M. Sinirlioglu appelle à mettre un terme à toutes les opérations militaires dans la région d’Idlib

Le représentant permanent de la Turquie auprès des Nations unies, Feridun Sinirlioglu, a lancé un appel, au cours de la réunion du Conseil de sécurité de l’ONU, à mettre un terme à toutes les opérations militaires dans la région d’Idlib en Syrie

M. Sinirlioglu appelle à mettre un terme à toutes les opérations militaires dans la région d’Idlib

Le représentant permanent de la Turquie auprès des Nations unies, Feridun Sinirlioglu, a lancé un appel, au cours de la réunion du Conseil de sécurité de l’ONU, à mettre un terme à toutes les opérations militaires dans la région d’Idlib en Syrie et à mettre en place un cessez-le-feu.

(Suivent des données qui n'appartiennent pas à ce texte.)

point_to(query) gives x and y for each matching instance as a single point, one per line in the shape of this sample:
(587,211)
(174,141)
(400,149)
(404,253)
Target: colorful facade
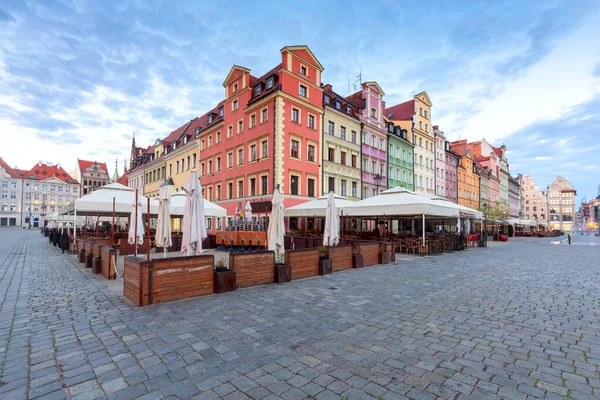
(341,147)
(373,138)
(415,116)
(400,157)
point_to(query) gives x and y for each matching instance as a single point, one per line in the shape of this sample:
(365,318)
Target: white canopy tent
(317,207)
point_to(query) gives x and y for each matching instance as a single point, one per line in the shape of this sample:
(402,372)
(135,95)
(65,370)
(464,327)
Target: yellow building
(415,116)
(468,181)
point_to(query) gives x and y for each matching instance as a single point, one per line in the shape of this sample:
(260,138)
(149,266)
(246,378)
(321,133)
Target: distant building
(561,203)
(533,202)
(91,175)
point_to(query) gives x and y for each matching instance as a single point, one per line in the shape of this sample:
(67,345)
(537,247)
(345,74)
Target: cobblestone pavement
(515,321)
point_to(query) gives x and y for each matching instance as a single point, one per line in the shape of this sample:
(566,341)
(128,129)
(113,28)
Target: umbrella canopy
(276,230)
(194,229)
(317,207)
(248,209)
(163,224)
(331,234)
(136,220)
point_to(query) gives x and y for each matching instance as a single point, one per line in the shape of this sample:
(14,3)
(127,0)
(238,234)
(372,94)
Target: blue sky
(77,78)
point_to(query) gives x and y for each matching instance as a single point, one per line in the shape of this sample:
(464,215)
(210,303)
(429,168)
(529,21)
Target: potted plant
(224,278)
(325,264)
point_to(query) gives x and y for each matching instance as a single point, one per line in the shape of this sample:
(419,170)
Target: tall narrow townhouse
(270,136)
(415,116)
(341,147)
(373,138)
(400,157)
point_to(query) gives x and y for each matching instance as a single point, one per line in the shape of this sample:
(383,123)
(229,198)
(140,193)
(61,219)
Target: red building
(266,132)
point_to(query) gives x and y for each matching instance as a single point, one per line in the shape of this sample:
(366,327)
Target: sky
(78,78)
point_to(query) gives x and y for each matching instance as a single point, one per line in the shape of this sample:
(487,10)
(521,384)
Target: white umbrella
(194,228)
(163,225)
(331,234)
(136,220)
(248,209)
(276,230)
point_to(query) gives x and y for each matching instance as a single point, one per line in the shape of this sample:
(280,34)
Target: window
(294,149)
(310,187)
(264,149)
(303,91)
(311,153)
(294,185)
(263,184)
(331,155)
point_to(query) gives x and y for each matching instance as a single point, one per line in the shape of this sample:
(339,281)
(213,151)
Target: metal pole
(134,222)
(423,229)
(113,225)
(148,219)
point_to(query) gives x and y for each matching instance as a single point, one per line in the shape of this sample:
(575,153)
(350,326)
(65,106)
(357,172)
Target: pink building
(451,180)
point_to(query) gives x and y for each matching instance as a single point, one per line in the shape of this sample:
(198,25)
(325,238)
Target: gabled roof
(43,171)
(84,164)
(9,170)
(401,112)
(303,48)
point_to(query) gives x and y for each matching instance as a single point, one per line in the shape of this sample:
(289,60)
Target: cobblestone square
(519,320)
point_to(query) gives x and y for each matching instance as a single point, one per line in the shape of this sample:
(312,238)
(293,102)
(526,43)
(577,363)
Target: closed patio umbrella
(135,220)
(331,233)
(194,228)
(248,209)
(276,230)
(163,224)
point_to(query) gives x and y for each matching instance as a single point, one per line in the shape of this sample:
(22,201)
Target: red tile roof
(401,112)
(84,164)
(9,170)
(45,171)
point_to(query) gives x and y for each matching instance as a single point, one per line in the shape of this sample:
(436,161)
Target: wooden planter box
(283,273)
(369,251)
(108,258)
(166,279)
(341,257)
(253,269)
(304,262)
(126,249)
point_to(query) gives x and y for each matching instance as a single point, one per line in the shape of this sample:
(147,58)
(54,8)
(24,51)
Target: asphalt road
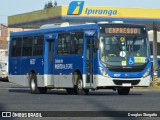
(17,98)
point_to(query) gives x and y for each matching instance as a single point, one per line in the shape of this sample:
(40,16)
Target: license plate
(126,84)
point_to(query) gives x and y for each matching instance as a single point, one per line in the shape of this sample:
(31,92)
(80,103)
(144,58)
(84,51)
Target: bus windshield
(120,50)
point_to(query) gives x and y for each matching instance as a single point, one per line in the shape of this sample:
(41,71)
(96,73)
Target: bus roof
(69,28)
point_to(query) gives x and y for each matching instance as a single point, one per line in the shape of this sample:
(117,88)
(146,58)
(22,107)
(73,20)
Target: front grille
(120,82)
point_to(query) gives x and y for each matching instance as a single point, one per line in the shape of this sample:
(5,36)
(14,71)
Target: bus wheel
(80,89)
(71,91)
(123,91)
(33,86)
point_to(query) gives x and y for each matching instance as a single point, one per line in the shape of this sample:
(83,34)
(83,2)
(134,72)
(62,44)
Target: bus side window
(27,46)
(77,39)
(16,47)
(63,44)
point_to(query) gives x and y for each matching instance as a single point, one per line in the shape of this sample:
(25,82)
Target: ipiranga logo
(76,8)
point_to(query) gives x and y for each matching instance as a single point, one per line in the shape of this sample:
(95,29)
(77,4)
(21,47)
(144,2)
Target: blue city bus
(158,63)
(80,58)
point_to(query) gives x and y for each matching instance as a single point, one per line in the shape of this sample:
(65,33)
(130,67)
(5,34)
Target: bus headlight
(147,72)
(104,73)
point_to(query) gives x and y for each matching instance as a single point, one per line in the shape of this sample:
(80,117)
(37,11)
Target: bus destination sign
(123,30)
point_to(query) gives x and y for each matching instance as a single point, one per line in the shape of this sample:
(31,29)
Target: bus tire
(33,86)
(123,91)
(80,89)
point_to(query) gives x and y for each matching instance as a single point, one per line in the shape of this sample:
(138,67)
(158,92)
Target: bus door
(49,55)
(89,60)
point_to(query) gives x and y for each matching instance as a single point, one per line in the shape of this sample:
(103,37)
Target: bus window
(63,44)
(77,40)
(38,46)
(16,47)
(27,46)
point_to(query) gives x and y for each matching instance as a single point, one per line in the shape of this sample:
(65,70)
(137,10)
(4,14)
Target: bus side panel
(65,66)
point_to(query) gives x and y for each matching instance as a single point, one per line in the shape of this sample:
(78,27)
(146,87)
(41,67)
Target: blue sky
(13,7)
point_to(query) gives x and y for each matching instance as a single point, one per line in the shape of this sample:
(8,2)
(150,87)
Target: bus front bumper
(101,81)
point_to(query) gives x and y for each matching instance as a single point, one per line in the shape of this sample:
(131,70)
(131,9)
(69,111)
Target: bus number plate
(126,84)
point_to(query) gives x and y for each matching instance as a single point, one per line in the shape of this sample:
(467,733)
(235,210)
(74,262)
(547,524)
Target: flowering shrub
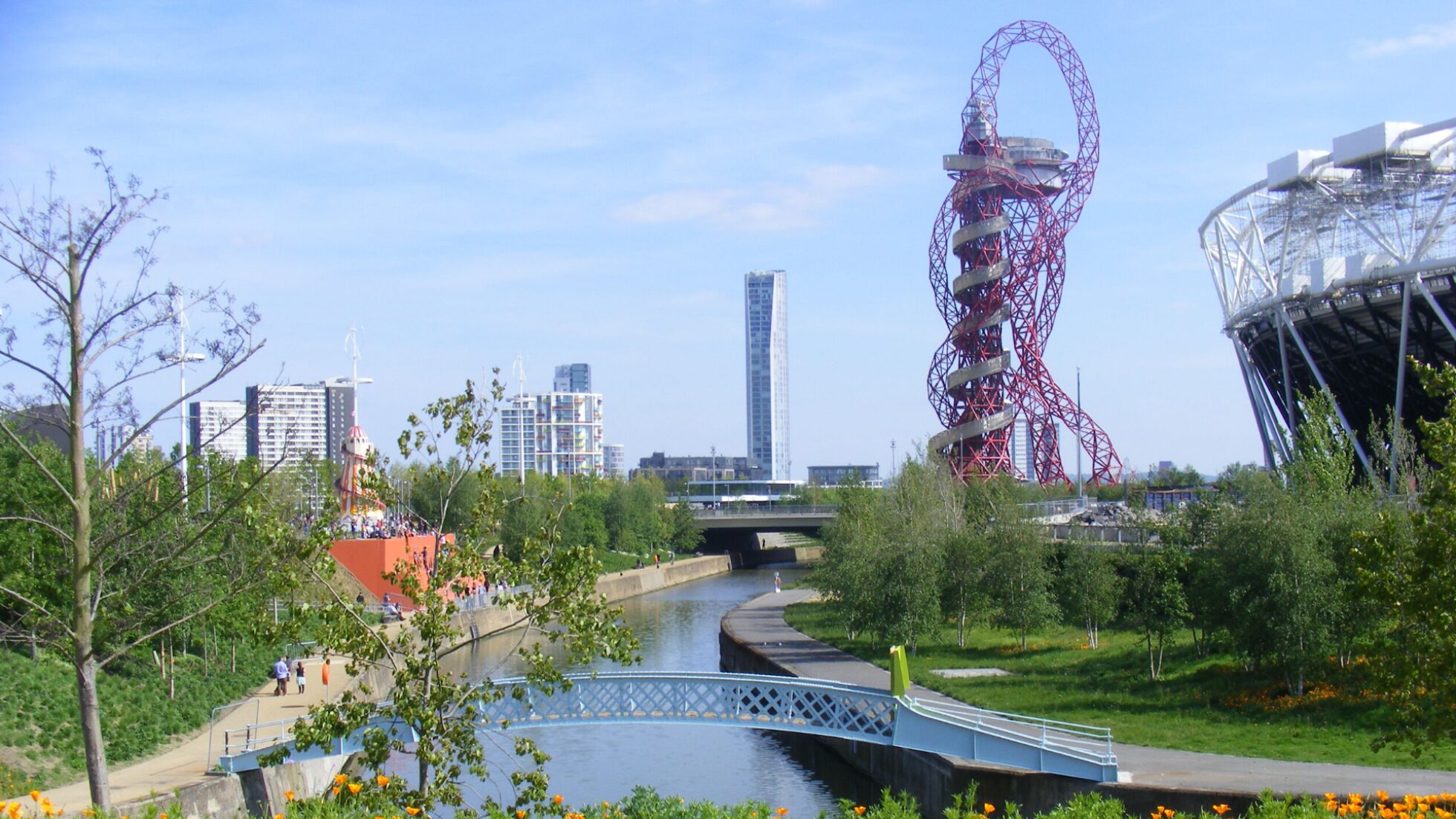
(382,797)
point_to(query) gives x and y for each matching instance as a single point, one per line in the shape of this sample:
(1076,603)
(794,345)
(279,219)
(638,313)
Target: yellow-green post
(899,671)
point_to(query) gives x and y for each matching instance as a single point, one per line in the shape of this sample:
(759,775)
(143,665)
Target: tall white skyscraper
(766,353)
(218,427)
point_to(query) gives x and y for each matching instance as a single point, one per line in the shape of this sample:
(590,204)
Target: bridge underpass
(738,529)
(762,703)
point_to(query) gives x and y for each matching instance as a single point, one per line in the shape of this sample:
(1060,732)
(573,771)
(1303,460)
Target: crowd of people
(389,526)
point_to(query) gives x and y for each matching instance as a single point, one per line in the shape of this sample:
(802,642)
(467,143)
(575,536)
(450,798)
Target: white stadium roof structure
(1334,270)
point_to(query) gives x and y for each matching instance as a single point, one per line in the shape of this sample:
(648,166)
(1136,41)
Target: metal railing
(1088,743)
(1076,533)
(256,737)
(756,702)
(784,509)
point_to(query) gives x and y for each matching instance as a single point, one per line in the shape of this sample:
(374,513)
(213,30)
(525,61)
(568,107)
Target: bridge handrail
(706,676)
(960,711)
(1087,743)
(788,509)
(788,703)
(256,737)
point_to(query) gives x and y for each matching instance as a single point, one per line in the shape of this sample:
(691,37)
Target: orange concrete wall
(370,558)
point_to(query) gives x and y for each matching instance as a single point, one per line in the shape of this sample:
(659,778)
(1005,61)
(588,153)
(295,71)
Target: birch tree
(91,329)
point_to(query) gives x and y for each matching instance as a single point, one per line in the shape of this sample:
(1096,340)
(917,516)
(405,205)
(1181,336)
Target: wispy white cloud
(1427,36)
(773,206)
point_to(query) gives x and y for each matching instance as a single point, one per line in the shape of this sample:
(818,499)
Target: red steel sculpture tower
(1005,220)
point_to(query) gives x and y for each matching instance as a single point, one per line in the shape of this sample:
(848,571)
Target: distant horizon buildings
(573,379)
(766,365)
(696,467)
(615,457)
(1022,454)
(552,434)
(846,474)
(290,422)
(218,427)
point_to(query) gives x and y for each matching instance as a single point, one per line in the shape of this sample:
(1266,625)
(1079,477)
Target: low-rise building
(672,469)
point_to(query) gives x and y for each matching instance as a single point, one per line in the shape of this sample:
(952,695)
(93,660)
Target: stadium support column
(1400,380)
(1324,386)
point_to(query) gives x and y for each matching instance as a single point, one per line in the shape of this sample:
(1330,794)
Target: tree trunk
(83,624)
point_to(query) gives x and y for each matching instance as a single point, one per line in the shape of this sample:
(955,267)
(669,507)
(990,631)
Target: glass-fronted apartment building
(287,422)
(552,434)
(218,427)
(766,354)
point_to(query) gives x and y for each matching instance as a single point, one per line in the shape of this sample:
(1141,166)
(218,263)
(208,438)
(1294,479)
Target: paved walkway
(761,624)
(191,760)
(188,761)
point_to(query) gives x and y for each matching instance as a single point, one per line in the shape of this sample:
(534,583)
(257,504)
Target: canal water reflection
(679,632)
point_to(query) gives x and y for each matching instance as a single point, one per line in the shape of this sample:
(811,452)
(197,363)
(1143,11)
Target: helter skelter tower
(1005,220)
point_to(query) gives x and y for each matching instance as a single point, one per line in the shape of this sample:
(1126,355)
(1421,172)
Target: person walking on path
(282,676)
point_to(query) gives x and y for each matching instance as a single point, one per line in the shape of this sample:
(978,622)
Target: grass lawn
(1203,705)
(619,561)
(39,728)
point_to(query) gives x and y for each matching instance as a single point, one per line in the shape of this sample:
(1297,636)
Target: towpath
(761,624)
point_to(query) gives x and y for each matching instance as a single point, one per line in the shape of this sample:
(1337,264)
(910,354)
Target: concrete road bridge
(762,703)
(732,529)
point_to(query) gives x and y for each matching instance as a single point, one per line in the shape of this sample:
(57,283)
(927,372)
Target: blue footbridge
(814,708)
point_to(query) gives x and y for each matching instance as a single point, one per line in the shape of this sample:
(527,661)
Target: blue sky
(471,182)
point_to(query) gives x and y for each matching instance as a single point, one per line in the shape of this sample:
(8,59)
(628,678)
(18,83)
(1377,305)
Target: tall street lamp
(182,358)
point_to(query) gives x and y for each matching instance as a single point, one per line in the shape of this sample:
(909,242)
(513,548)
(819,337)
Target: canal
(679,632)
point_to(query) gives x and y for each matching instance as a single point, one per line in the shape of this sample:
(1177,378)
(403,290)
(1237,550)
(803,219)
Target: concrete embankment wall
(261,793)
(776,555)
(934,779)
(251,793)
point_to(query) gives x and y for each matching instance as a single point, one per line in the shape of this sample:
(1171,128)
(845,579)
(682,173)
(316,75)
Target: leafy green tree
(967,555)
(1157,604)
(441,708)
(444,497)
(846,575)
(685,534)
(1019,579)
(1090,590)
(1408,564)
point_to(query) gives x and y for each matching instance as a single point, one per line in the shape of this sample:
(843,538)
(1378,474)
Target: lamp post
(1081,499)
(182,358)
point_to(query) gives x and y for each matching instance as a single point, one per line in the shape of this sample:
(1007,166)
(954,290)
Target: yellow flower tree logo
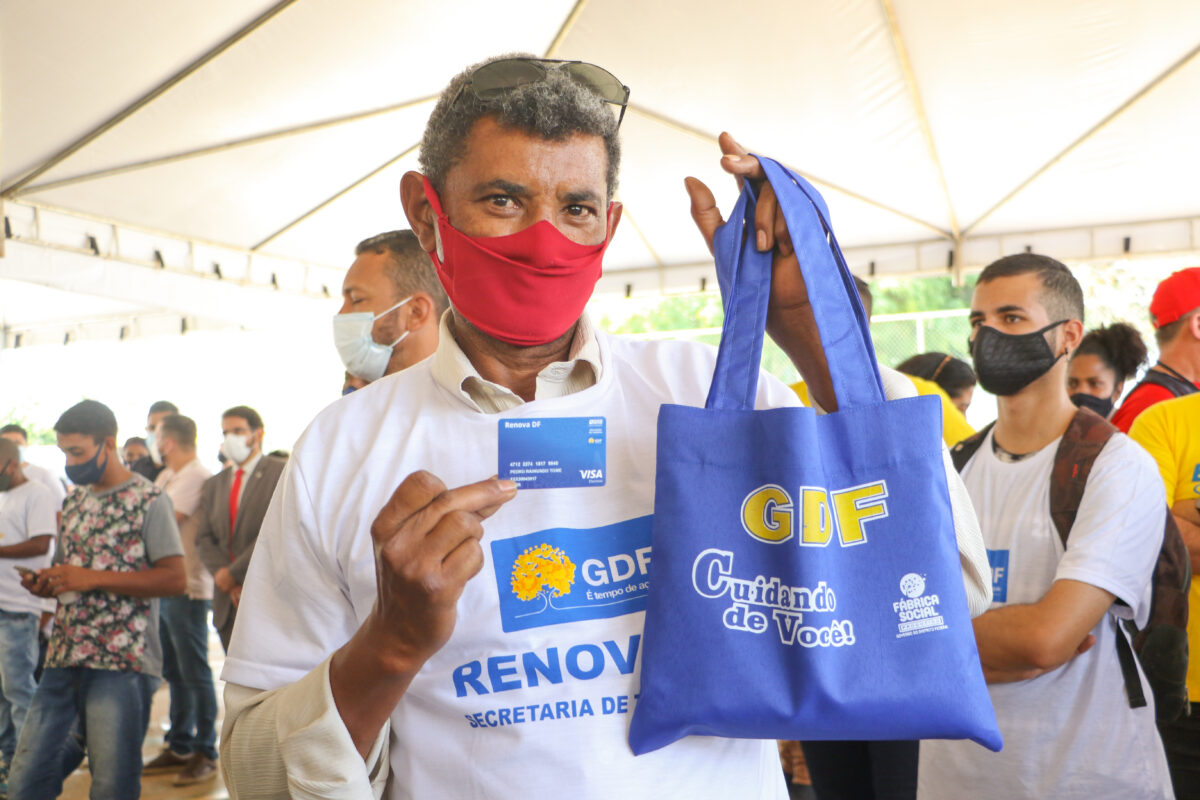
(543,571)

Lors de la session du Conseil de sécurité de l’ONU rassemblé à la demande de la Russie, M. Sinirlioglu a informé les pays membres au sujet des résultats du sommet tenu vendredi à Téhéran entre le président turc Recep Tayyip Erdogan, le chef d’Etat russe Vladimir Poutine et le président iranien Hassan Rohani.

Rappelant que le processus d’Astana visait à réduire la violence et à accélérer le processus politique en Syrie, Sinirlioglu a précisé que la question d’Idlib était au cœur des discussions au sommet de Téhéran.

Il a ajouté que M. Erdogan avait appelé à Téhéran à la mise en place d’un cessez-le-feu, avant de réitérer son appel à interrompre toutes les opérations militaires à Idlib et à mettre en place une trêve.

« Notre appel pour la mise en place d’un cessez-le-feu englobe toutes les opérations militaires et la Turquie continuera de travailler dans ce sens. Nous invitons la communauté internationale à soutenir activement nos efforts » a-t-il déclaré.

« Les opérations militaires à Idlib entraîneront indubitablement une catastrophe humanitaire, engendreront un flux migratoire et susciteront un risque sécuritaire en Turquie, en Europe et au-delà » a-t-il mis en garde.

Il a rappelé que la Turquie est le pays du monde abritant le plus de réfugiés sur son territoire, avec 3,5 millions de réfugiés.

« Mais il y a un fait : nous avons atteint notre capacité maximale depuis longtemps » a-t-il relevé.

Il a souligné qu’il ne fallait pas laisser mettre en danger la vie de millions d’innocents à Idlib.

« C’est la mission de la communauté internationale. Ce ne sont pas les terroristes mais les 3,5 millions de civils, dont un million d’enfants, qui nous suivent avec préoccupation à Idlib. Nous ne pouvons pas les décevoir » a-t-il conclu.